Victime d’une cyberattaque hors norme vendredi, la société d’échanges de cryptomonnaies basée à Dubaï assure que les fonds de ses clients « sont en sécurité ».
Il s’agit du plus grand vol de l’histoire du secteur. La plateforme d’échanges de cryptomonnaies Bybit a annoncé, vendredi 21 février, qu’environ 1,5 milliard de dollars lui ont été dérobés. Soit, « au total, environ 400 000 Ethereum », la deuxième devise numérique derrière le Bitcoin, a déclaré sur X Ben Zhou, cofondateur et dirigeant de l’entreprise, dont le siège social se situe à Dubaï (Emirats arabes unis).
La firme s’est immédiatement voulue rassurante, affirmant que les fonds de ses clients étaient « en sécurité ». « Un nouveau rapport sera publié très bientôt pour montrer que Bybit est à nouveau de retour à 100% », a encore insisté Ben Zhou sur X lundi. Franceinfo fait le point sur ce que l’on sait de cette attaque hors norme et de ce vol record.
Un butin historique malgré un système très sécurisé
Tout commence vendredi, lorsque le lanceur d’alerte et spécialiste du secteur, ZachXBT, dévoile sur sa chaîne Telegram des « sorties de fonds suspectes de Bybit pour un montant de plus de 1,46 milliard de dollars [1,39 milliard d’euros] ». Quelques minutes plus tard, Bybit explique sur X avoir « détecté une activité non autorisée impliquant l’un de [ses] portefeuilles froids », un outil physique (et donc non connecté à internet) qui permet de gérer ses cryptomonnaies en toute sécurité.
Dans le cas présent, ce portefeuille intègre un protocole multisignatures nécessitant au moins deux approbations pour valider une transaction, précise le site spécialisé Numerama. Dans le secteur, il s’agit du système qui est, « de loin », « ce qui est de plus sécurisé », estime auprès du Parisien Stanislas de Quénetain, fondateur de Stokn, une société spécialisée dans la gestion de cryptomonnaies.
L’ampleur de cette attaque dépasse de loin le précédent record, un vol de 620 millions de dollars en cryptomonnaies sur le réseau Ronin, comme le rapportait Le Monde en 2022. « Il n’y a jamais eu de plus gros hacking que celui-ci, explique Stanislas de Quénetain. Mais ce qui est surtout nouveau, c’est que ce hack a été réalisé sur ce qu’on appelle une entité centralisée, alors que cela arrive normalement sur des protocoles décentralisés. »
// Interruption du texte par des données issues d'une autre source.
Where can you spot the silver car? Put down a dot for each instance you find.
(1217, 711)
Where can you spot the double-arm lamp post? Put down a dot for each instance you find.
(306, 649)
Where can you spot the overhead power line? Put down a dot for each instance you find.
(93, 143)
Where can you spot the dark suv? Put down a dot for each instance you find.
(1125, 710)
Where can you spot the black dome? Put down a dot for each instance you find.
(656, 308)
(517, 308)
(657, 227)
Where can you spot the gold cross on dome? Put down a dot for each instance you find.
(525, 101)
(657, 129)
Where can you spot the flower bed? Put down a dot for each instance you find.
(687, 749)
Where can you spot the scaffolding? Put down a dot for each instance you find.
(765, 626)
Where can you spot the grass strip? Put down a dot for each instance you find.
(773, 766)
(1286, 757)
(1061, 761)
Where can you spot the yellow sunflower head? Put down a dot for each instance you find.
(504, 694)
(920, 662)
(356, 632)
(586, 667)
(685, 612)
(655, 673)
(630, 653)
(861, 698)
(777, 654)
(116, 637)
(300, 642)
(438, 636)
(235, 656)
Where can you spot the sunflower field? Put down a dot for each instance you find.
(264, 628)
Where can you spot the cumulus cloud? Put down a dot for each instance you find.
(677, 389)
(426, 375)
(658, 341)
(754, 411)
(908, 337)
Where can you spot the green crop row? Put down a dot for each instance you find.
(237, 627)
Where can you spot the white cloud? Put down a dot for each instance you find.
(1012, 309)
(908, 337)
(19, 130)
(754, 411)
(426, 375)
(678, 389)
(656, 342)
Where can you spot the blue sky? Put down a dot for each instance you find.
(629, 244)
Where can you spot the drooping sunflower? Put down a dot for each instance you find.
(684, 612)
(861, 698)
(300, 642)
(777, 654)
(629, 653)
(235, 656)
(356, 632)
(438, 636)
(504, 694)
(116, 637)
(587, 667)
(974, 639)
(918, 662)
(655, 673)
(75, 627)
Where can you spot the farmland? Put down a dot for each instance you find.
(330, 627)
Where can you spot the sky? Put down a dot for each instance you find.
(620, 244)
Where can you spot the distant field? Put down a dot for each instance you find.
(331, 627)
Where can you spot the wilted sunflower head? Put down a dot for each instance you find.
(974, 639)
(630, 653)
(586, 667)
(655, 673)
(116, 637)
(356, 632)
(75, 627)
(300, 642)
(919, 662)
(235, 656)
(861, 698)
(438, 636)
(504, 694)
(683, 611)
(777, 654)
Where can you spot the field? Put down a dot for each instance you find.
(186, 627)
Une attaque « sophistiquée »
Le piratage s’est produit lors d’un transfert de routine, impliquant des transactions allant du portefeuille « froid » de Bybit vers son portefeuille « chaud ». Or ce processus implique que le portefeuille froid soit brièvement connecté à internet pour être accessible. « Les attaquants ont exploité cette fenêtre, manipulant l’interface de signature pour tromper les signataires et leur faire approuver une transaction malveillante », explique sur LinkedIn l’expert en cybersécurité Sharique Raza.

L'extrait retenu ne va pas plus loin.